Where I Would Take You

This is the arboretum, the place where I go now. The place where I go to be in the woods, to look for fresh air, to feel the warmth of the sun against my back and the cold biting at my cheeks.

This is where I walk. And walk. And walk. Trying to make sense of things. Trying to find you.

This is the pond, teeming in summer with turtles and frogs and fish and heron. Now it lies quiet, covered in a sheet of ice. No signs of life, no movement, no breath. It feels so harsh, how this place that once constantly bubbled and croaked has now gone barren and still.

How is it that you were once so full of life, and now you are still?

These are the trees, strong and steady. I come to them for their steadiness and their wisdom. I come to them because they know you. They hold me, and they hold you.

I meander along the garden paths and walk the trails through the woods. The garden beds are empty. The flowers are gone. Occasionally I see a clutter of red berries, a bit of green moss, a green fern lying limp against the ground.

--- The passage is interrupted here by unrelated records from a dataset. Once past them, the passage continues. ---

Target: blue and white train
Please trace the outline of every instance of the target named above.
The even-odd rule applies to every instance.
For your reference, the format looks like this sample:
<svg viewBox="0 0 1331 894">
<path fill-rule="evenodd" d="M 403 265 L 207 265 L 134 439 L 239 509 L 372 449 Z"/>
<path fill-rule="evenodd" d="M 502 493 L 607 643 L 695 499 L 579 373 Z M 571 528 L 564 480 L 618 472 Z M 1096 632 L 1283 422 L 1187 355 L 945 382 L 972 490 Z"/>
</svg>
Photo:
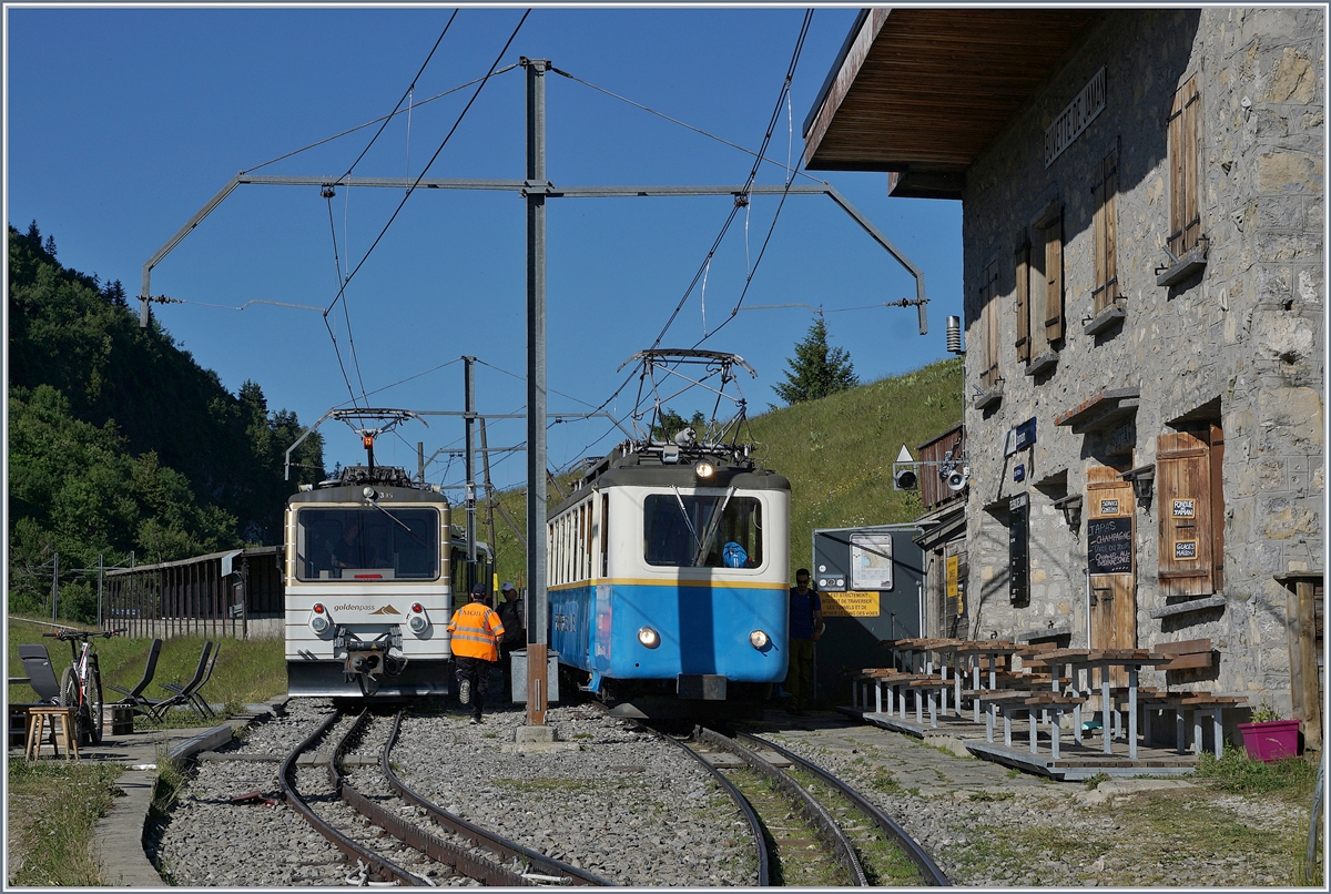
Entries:
<svg viewBox="0 0 1331 894">
<path fill-rule="evenodd" d="M 743 444 L 624 442 L 550 512 L 550 645 L 622 714 L 756 705 L 785 677 L 791 483 Z"/>
</svg>

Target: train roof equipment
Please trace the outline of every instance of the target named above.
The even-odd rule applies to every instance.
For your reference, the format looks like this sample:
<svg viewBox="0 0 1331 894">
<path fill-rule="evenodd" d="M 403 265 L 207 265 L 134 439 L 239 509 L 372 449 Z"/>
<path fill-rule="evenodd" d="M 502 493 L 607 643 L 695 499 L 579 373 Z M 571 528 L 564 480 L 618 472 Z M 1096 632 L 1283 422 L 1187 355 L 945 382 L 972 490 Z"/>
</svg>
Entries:
<svg viewBox="0 0 1331 894">
<path fill-rule="evenodd" d="M 618 482 L 624 475 L 619 470 L 630 467 L 632 480 L 639 483 L 650 479 L 663 486 L 728 487 L 740 483 L 736 476 L 744 476 L 740 480 L 747 487 L 789 487 L 780 475 L 760 470 L 752 458 L 753 444 L 740 440 L 740 428 L 748 419 L 735 367 L 757 376 L 743 357 L 724 351 L 652 349 L 634 354 L 619 369 L 635 362 L 642 365 L 642 372 L 631 419 L 639 436 L 616 444 L 604 456 L 587 458 L 583 475 L 564 503 L 575 502 L 578 492 L 592 482 Z M 696 367 L 703 369 L 699 372 Z M 683 384 L 669 390 L 667 386 L 675 384 L 675 379 Z M 664 431 L 666 402 L 693 387 L 716 395 L 711 418 L 701 431 L 689 424 L 676 432 Z M 733 404 L 733 411 L 724 416 L 720 415 L 723 400 Z"/>
</svg>

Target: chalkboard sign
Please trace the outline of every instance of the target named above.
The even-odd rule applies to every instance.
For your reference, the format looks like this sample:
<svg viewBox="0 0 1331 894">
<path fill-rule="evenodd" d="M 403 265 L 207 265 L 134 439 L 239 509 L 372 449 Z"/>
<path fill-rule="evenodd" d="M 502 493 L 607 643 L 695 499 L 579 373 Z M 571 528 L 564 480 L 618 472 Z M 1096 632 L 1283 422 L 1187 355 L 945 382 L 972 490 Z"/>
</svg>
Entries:
<svg viewBox="0 0 1331 894">
<path fill-rule="evenodd" d="M 1133 519 L 1089 519 L 1086 557 L 1093 575 L 1133 573 Z"/>
<path fill-rule="evenodd" d="M 1017 494 L 1008 502 L 1008 599 L 1013 605 L 1030 603 L 1028 510 L 1029 498 L 1025 494 Z"/>
</svg>

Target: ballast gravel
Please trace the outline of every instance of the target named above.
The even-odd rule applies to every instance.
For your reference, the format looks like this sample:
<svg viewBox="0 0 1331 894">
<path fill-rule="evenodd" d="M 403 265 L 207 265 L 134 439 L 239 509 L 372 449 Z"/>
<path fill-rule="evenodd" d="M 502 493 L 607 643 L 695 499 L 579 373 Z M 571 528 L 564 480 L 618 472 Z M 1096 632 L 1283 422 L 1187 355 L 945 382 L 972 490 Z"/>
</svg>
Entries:
<svg viewBox="0 0 1331 894">
<path fill-rule="evenodd" d="M 154 821 L 148 855 L 180 886 L 343 886 L 355 869 L 282 801 L 233 804 L 281 793 L 274 756 L 285 756 L 333 710 L 293 700 L 285 716 L 250 728 L 222 749 L 256 761 L 200 761 Z M 753 842 L 729 796 L 671 742 L 594 708 L 547 712 L 564 749 L 516 752 L 522 709 L 499 709 L 480 725 L 459 712 L 413 712 L 391 761 L 418 794 L 462 818 L 620 886 L 755 885 Z M 306 785 L 301 770 L 301 785 Z M 373 768 L 350 773 L 365 793 Z M 322 789 L 321 789 L 322 790 Z M 377 793 L 377 792 L 375 792 Z M 438 826 L 422 820 L 434 834 Z M 437 885 L 467 885 L 441 871 Z"/>
<path fill-rule="evenodd" d="M 1291 883 L 1307 808 L 1187 780 L 1093 789 L 944 753 L 898 733 L 828 724 L 761 732 L 841 777 L 897 820 L 954 885 L 1255 887 Z M 1181 834 L 1197 812 L 1214 839 Z"/>
</svg>

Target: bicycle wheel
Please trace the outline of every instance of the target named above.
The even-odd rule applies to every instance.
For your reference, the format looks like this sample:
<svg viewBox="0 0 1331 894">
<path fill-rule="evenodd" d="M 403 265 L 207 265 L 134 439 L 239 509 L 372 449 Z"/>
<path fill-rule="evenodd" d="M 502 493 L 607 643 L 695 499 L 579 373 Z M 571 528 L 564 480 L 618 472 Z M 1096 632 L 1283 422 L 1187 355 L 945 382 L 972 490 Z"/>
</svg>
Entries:
<svg viewBox="0 0 1331 894">
<path fill-rule="evenodd" d="M 88 741 L 101 745 L 101 670 L 97 656 L 88 659 L 88 693 L 84 704 L 88 708 Z"/>
<path fill-rule="evenodd" d="M 60 674 L 60 706 L 79 706 L 79 674 L 75 673 L 73 668 L 65 668 L 65 672 Z"/>
<path fill-rule="evenodd" d="M 83 698 L 79 697 L 79 674 L 75 673 L 73 667 L 65 668 L 65 672 L 60 674 L 60 706 L 75 709 L 75 737 L 76 741 L 83 745 L 88 741 L 88 705 L 83 704 Z"/>
</svg>

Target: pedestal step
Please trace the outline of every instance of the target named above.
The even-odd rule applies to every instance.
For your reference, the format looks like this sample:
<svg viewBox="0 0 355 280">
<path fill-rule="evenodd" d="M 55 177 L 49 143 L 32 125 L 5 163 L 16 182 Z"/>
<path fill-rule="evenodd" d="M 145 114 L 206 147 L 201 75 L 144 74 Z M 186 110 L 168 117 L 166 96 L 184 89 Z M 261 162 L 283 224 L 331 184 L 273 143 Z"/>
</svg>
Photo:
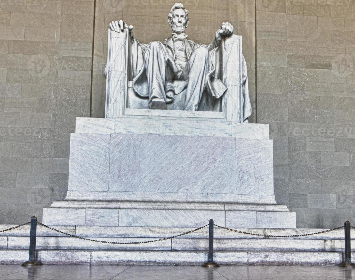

But mostly the landscape is dull, lifeless, an endless sea of brown and gray.

I come here because these outsides feel like my insides.

I would bring you here on a perfect spring day. We would visit these trees that know you. They would dance and sway in the wind, so happy to have you among them, so happy to see you once again walking wild and free.

We would walk the garden trails, now overflowing with green buds and blooms, amazed that something that was once so lifeless is now bursting with new growth. Look at all this color! Look at all this life! Look at all this promise of things to be.

We’d visit the pond, watching the ducks bobbing for fish and the turtles bathing in the sun. We’d see dragonflies skimming along the surface of the water, see bubbles appearing from the fish below. We’d delight in the wonder of this whole world, this amazing ecosystem, all contained in one little spot on this great big earth.

We’d look excitedly at all the treasures the kids bring to us, sharing our oohs and aahs. We’d laugh and give each other a knowing smile each time they whined about tired legs, only to suddenly find a burst of energy when they found something new to explore.

We’d take a moment to sit, to feel the sun on our faces, to share memories from our childhood and to make plans for our next visit together. We’d swap stories about house projects and weekend outings. We’d compare notes about gift ideas for our parents.

We’d watch our husbands talk together and feel proud of these little families we’ve built, these lives we’ve created, how adult we’ve become. Then we’d do something completely ridiculous and silly to remind ourselves to never grow up.

This place in the spring, full of life. This place outside, where everything feels right. This place where the trees know you, where wonder abounds, where the air is full of promise and good things to be. This is where I would absolutely take you.